Among patients who received postoperative radiation therapy after hysterectomy and were treated for isolated vaginal recurrence using remote pelvic radiation therapy and vaginal brachytherapy, complete remission was observed in 89% cases. The 3- and 5-year survival rates of such patients were 73% and 65%, respectively. These data were confirmed in the analysis of long-term treatment outcomes [13]. According to PORTEC-1 and PORTEC-2, brachytherapy remains indicated as adjuvant therapy in only 15% of EC patients.

It should be noted that after brachytherapy and chemotherapy pelvic and paraaortic recurrences were much more common [17]. However, there is debate among physicians as to whether a combined chemotherapy regimen should be preferred to chemotherapy alone, given the similar recurrence-free survival rates in the Gynecologic Oncology Group (GOG)-258 study and concerns about the expected higher toxicity. However, significantly more cases of recurrence of vaginal, pelvic and paraaortic nodes were reported only in the chemotherapy group and it is not reported how many patients in the radiation therapy group received chemotherapy during relapse [18].

Chemotherapy has been shown to be superior to radiation therapy in the treatment of locally advanced cancer, and has thus become part of the standard of care [19]. Instead, if chemotherapy is administered alone, the incidence of loco-regional recurrence approaches 20%, predicting further distant metastasis and death [19].

The optimal sequence of chemotherapy and radiation therapy courses is a matter of debate. Many research centers prefer sequential treatment, prescribing chemotherapy first, which is often based on logistical reasons and the principle that chemotherapy should be started early to treat latent distant metastases. In the combined Mario Negri Gynecologic Oncology group/Iliade trials, which used any sequence of therapy (most patients initially receiving chemotherapy), there was no difference in outcomes between the patients firstly treated with chemotherapy vs those firstly treated with radiotherapy [15]. However, published results of the last two major promising randomized trials have shown the safety and efficacy of combined chemotherapy and radiation therapy based on the Phase II Radiation Therapy Quality Assurance study. This option has the advantage that both adjuvant treatments begin immediately after surgery, and the total duration of treatment is shorter than in the case of sequential therapy.

Recently, the results of three important studies evaluating combined radiation and chemotherapy aimed at reducing the incidence of both local and distant recurrences were presented: PORTEC-3, GOG-249, GOG-258 [15, 17, 18]. The role of chemotherapy in stage I EC of low differentiation grade is currently being investigated [19]. Concomitant use of cisplatin with radiation therapy for women with pelvic and/or vaginal recurrences (Clinical-Trials.gov Identifier NCT00492778) is currently ongoing.

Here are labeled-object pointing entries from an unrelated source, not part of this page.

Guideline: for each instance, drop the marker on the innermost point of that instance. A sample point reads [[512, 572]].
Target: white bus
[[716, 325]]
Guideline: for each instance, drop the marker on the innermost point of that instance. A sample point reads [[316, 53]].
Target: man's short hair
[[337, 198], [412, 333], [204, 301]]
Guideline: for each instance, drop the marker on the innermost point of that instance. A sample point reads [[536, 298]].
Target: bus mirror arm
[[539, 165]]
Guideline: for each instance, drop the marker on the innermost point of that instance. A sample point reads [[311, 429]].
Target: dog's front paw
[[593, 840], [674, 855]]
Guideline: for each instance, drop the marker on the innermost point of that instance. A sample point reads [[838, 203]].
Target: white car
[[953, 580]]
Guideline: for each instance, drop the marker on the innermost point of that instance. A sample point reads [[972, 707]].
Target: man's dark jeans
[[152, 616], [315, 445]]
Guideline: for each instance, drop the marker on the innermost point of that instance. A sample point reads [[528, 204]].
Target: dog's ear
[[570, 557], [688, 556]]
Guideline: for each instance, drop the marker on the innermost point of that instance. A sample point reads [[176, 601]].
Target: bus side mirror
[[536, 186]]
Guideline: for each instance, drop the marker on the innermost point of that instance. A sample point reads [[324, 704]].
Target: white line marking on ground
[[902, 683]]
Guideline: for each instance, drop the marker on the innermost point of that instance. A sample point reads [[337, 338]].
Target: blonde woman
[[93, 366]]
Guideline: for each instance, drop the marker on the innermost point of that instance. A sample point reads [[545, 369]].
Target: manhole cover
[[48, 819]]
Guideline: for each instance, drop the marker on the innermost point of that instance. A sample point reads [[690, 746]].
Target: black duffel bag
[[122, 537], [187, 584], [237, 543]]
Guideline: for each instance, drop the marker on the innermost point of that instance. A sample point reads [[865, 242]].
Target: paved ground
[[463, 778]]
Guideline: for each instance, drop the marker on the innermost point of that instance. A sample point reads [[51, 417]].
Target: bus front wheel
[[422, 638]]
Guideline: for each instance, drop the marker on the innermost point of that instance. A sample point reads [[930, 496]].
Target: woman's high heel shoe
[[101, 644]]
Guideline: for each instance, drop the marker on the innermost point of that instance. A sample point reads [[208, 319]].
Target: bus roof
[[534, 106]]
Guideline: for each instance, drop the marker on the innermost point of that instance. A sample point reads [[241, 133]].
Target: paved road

Thus, despite early detection of EC, high survival rates and effective adjuvant therapy, 7.0% of the patients experience relapses observed mainly in the period from 6 months to three years after treatment. Today, the effectiveness of treatment of patients with EC varies, even in the cases of the same histological structure, the tumor differentiation grade and the spread of neoplastic process, which may be associated with molecular heterogeneity of EC. At present, there are no effective methods to prevent recurrence of stage I EC, and life expectancy is reduced by almost half in the case of recurrence. Today, the main focus is on molecular genetic markers to create a better classification of EC to develop personalized treatment, and combined therapy to prevent recurrence and metastasis. The results of these trials are likely to have a significant impact on treatment recommendations in the coming years.